It seems that the nation is divided now that we have the option to return to the office and resume some kind of pre-Covid normality.
For many, working remotely is something they want to continue to embrace going forward, while for others, getting back into the routine that working in an office provides couldn’t have happened soon enough.
And I get it.
Working remotely is one thing when you have the luxury of choice and can choose your place of work, but being forced to work from home isn’t everybody’s ideal scenario, especially if sharing your home with children, students and/or a partner who is also having to work from home.
It’s not really the idyllic picture that’s conjured up when people talk about remote working!
Many organisations seem to have adopted a flexible approach when it comes to supporting their workforce, giving employees the choice to work from anywhere including returning to the office.

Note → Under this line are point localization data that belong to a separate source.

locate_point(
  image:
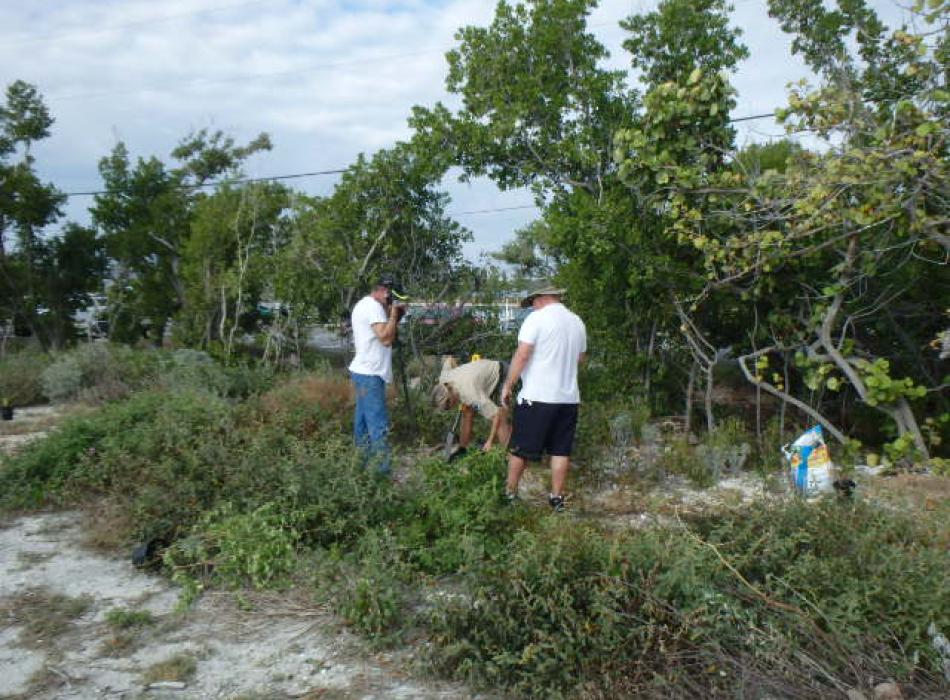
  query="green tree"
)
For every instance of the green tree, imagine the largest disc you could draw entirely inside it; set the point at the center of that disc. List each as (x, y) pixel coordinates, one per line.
(229, 260)
(838, 247)
(43, 277)
(146, 217)
(386, 215)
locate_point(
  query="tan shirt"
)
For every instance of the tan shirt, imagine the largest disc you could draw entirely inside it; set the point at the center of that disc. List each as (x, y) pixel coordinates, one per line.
(474, 382)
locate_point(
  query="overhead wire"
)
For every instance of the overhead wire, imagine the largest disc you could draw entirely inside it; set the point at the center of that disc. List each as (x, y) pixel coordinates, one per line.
(339, 171)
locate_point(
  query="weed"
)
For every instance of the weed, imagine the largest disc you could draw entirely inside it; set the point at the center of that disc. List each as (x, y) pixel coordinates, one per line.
(578, 611)
(20, 378)
(237, 549)
(44, 616)
(129, 619)
(180, 667)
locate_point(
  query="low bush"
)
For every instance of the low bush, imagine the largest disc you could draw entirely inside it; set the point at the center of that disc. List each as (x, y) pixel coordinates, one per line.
(98, 372)
(767, 595)
(21, 378)
(256, 548)
(456, 514)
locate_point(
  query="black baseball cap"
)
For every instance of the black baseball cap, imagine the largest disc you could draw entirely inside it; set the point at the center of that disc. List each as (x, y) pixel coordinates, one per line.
(392, 285)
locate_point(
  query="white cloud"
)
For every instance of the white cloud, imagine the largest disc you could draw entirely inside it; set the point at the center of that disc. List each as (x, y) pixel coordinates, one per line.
(326, 78)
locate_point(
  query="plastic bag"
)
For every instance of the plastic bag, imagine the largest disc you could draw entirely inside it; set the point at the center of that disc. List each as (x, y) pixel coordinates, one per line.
(810, 467)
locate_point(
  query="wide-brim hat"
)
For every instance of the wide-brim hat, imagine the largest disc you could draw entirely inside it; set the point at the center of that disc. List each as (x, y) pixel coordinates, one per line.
(546, 290)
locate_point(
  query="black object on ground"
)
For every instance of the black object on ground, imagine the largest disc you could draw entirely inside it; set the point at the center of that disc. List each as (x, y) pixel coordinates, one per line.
(845, 488)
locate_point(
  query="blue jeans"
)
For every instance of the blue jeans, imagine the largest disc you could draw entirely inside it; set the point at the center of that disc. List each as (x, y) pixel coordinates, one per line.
(371, 421)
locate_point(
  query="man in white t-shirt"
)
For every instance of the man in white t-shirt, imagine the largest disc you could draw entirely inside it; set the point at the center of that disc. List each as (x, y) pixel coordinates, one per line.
(552, 343)
(374, 321)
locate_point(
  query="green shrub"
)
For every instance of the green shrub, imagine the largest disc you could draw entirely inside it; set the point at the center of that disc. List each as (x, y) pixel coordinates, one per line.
(128, 619)
(98, 372)
(457, 515)
(21, 378)
(367, 586)
(574, 611)
(255, 549)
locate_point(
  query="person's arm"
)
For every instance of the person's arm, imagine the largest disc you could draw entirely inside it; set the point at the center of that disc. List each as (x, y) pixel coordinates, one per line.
(518, 362)
(465, 432)
(495, 422)
(386, 332)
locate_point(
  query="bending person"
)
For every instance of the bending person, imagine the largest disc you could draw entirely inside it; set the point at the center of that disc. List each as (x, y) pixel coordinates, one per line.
(475, 386)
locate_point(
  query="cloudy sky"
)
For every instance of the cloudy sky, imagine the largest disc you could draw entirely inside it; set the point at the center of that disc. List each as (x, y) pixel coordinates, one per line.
(327, 79)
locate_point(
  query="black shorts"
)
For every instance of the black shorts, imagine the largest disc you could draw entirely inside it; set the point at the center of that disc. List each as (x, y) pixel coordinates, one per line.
(502, 376)
(543, 427)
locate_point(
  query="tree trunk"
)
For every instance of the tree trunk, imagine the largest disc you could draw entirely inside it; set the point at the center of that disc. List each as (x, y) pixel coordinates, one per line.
(690, 387)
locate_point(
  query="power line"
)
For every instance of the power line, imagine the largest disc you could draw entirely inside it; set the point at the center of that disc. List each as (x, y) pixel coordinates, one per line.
(339, 171)
(754, 116)
(497, 209)
(239, 181)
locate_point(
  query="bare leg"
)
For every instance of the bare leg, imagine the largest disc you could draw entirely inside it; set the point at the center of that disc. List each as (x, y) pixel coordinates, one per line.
(559, 468)
(516, 467)
(504, 428)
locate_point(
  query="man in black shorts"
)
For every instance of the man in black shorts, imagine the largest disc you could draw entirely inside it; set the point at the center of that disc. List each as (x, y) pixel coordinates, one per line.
(552, 342)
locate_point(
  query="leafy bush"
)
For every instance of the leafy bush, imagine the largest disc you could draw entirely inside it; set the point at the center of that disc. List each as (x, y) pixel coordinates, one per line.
(128, 619)
(456, 514)
(765, 595)
(21, 378)
(367, 586)
(237, 549)
(97, 372)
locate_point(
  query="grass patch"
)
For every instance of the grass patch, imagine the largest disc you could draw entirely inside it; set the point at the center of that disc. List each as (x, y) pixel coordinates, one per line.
(178, 668)
(44, 616)
(122, 619)
(785, 598)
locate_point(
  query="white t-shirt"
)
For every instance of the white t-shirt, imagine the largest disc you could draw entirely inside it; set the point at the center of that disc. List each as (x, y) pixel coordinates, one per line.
(372, 357)
(558, 337)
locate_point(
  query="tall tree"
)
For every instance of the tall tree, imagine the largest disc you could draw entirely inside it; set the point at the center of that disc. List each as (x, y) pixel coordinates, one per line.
(146, 216)
(43, 277)
(835, 250)
(386, 215)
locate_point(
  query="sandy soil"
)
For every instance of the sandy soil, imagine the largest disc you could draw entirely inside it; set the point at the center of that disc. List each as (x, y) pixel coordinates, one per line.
(265, 647)
(29, 424)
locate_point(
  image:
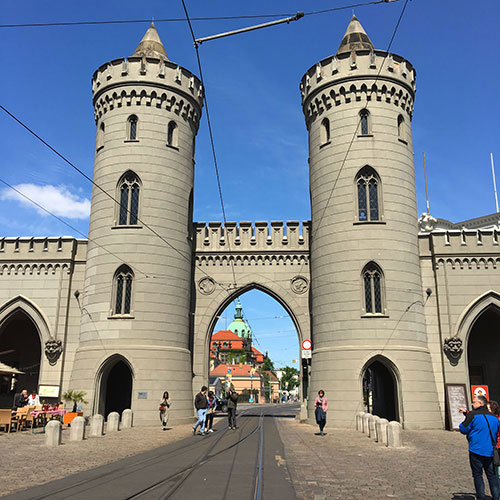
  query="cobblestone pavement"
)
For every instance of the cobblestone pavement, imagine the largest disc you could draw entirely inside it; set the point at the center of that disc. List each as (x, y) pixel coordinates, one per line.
(346, 464)
(25, 461)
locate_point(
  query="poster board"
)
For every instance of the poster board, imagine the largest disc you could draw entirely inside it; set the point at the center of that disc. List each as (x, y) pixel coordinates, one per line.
(456, 397)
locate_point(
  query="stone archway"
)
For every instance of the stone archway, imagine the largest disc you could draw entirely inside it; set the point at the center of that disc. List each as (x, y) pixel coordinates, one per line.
(114, 386)
(380, 388)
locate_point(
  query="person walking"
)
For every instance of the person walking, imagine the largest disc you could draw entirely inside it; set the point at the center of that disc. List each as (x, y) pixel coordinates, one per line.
(201, 405)
(232, 402)
(164, 406)
(212, 404)
(481, 429)
(321, 407)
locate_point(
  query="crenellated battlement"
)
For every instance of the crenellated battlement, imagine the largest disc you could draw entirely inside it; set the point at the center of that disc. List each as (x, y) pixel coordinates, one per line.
(145, 81)
(248, 236)
(358, 76)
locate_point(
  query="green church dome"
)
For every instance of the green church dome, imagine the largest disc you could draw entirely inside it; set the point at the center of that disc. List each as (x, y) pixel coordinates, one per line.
(238, 325)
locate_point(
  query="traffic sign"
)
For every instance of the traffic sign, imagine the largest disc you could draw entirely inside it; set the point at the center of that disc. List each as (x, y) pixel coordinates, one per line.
(306, 345)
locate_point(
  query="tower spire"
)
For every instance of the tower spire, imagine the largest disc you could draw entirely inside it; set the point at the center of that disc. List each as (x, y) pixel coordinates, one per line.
(355, 38)
(151, 45)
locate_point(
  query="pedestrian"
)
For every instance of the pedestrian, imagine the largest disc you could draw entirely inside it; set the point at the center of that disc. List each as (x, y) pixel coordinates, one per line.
(33, 399)
(232, 402)
(201, 405)
(481, 429)
(164, 406)
(494, 408)
(321, 407)
(212, 405)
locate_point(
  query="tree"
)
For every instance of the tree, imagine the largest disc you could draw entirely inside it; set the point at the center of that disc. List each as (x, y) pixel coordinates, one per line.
(289, 379)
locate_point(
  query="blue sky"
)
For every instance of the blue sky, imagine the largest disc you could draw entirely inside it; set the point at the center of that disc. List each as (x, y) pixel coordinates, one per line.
(252, 88)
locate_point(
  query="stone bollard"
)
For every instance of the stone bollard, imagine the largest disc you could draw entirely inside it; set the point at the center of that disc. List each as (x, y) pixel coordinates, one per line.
(381, 428)
(359, 421)
(97, 425)
(77, 431)
(113, 422)
(365, 418)
(394, 435)
(373, 426)
(127, 419)
(53, 431)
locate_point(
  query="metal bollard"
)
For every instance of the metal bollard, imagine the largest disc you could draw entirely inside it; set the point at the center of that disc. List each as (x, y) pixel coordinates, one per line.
(364, 419)
(381, 428)
(97, 425)
(394, 435)
(53, 431)
(127, 417)
(77, 431)
(113, 422)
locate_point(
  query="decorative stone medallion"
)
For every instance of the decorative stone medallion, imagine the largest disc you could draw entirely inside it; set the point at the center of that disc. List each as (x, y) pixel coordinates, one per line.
(453, 349)
(206, 285)
(299, 284)
(53, 350)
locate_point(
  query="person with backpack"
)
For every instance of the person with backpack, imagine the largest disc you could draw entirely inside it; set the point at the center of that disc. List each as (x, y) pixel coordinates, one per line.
(481, 429)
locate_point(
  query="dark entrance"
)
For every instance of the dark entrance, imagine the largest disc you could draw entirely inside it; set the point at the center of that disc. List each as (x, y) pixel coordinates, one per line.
(20, 348)
(116, 388)
(483, 351)
(379, 391)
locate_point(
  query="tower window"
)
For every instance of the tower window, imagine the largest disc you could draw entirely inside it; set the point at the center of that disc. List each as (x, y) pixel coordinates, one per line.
(123, 280)
(401, 127)
(368, 193)
(172, 134)
(325, 131)
(364, 117)
(129, 191)
(132, 128)
(373, 289)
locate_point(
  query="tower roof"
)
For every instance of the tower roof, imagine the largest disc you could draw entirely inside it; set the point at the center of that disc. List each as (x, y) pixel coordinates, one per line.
(355, 38)
(150, 45)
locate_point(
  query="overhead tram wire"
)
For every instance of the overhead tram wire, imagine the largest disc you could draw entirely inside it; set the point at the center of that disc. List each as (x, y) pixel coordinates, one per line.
(73, 166)
(182, 19)
(315, 227)
(212, 143)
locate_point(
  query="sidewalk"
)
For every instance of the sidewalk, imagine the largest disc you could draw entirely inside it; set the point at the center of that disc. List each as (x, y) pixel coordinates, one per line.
(347, 465)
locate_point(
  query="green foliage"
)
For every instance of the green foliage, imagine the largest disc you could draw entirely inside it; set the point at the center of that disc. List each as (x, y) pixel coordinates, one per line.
(289, 379)
(75, 397)
(268, 365)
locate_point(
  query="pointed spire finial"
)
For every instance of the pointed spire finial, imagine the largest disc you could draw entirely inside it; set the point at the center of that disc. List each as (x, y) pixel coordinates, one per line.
(150, 45)
(355, 38)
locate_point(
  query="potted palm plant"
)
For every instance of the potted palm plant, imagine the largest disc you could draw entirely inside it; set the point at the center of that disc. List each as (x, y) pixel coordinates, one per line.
(74, 397)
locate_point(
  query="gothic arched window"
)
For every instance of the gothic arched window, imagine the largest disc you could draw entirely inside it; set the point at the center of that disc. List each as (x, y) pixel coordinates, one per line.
(325, 131)
(172, 134)
(364, 125)
(132, 128)
(129, 188)
(123, 280)
(373, 287)
(401, 127)
(368, 194)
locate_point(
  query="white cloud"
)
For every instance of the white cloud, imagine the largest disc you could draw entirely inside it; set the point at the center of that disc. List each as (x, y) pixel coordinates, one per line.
(57, 199)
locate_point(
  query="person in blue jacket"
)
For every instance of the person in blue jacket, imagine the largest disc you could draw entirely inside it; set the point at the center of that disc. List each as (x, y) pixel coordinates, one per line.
(481, 429)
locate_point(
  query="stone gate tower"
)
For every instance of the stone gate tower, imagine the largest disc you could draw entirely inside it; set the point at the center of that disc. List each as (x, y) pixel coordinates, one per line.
(136, 301)
(368, 324)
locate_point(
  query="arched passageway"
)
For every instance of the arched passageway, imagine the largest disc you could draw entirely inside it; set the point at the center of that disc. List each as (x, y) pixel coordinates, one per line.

Some organisations with large teams are continuing to keep everyone working remotely while they prepare for a Covid-friendly return to the office, while others are taking an even more flexible approach, offering staff the chance to alternate between working remotely and working in the office.
Which is all great stuff.
Pre-Covid, it felt impossible to get organisations on board with the flexible and remote working business model, so it’s a breath of fresh air to hear that they’re embracing a new way of working.
However, it’s important not to overlook remote workers who have always been remote, or the employees who choose to remain remote.
When we’re all in the same boat it’s easier to continue as normal, or as normal as possible, but a segmented team through choice will still need to learn to adapt, to ensure that all members of the team feel engaged and part of the team.
Research in the past has shown us the realities of working remotely, such as loneliness and isolation, but I worry that this may actually increase now that some members of teams can return to the office.
Will remote workers now feel even more isolated because their teammates are no longer experiencing the same working environment than them?
Will those who return to the office simply forget about their remote working experience and get caught up in the office bubble again, with remote working a distant memory?
This is one of the main challenges that we wanted to tackle when we developed Wurkr, because an engaged workforce is a productive workforce. We wanted to create something that would help the team to work seamlessly, as if they’re all in the office, even if they’re not.
Research from Finder UK shows that:
- 65% of workers said they would be more productive in a home office than a normal office.
- 75% of workers say they will be more productive due to reduced distractions.
- 83% of employees feel they do not need an office to be productive.
- Two-thirds of employers report increased productivity for remote workers compared to in-office workers.
We can see the benefits of remote work and we also appreciate the benefits of working in an office environment, so an ideal scenario would be to eradicate feelings of loneliness and learn to embrace a remote and distanced team so that they don’t feel remote and distant.
Annil and I feel that Wurkr is the solution in bringing a very modern way of working to life and making it the norm rather than a flash-in-the-pan idea that sounds great on paper, nightmare to execute effectively.
Let's keep our colleagues engaged and integrated..wherever they work from.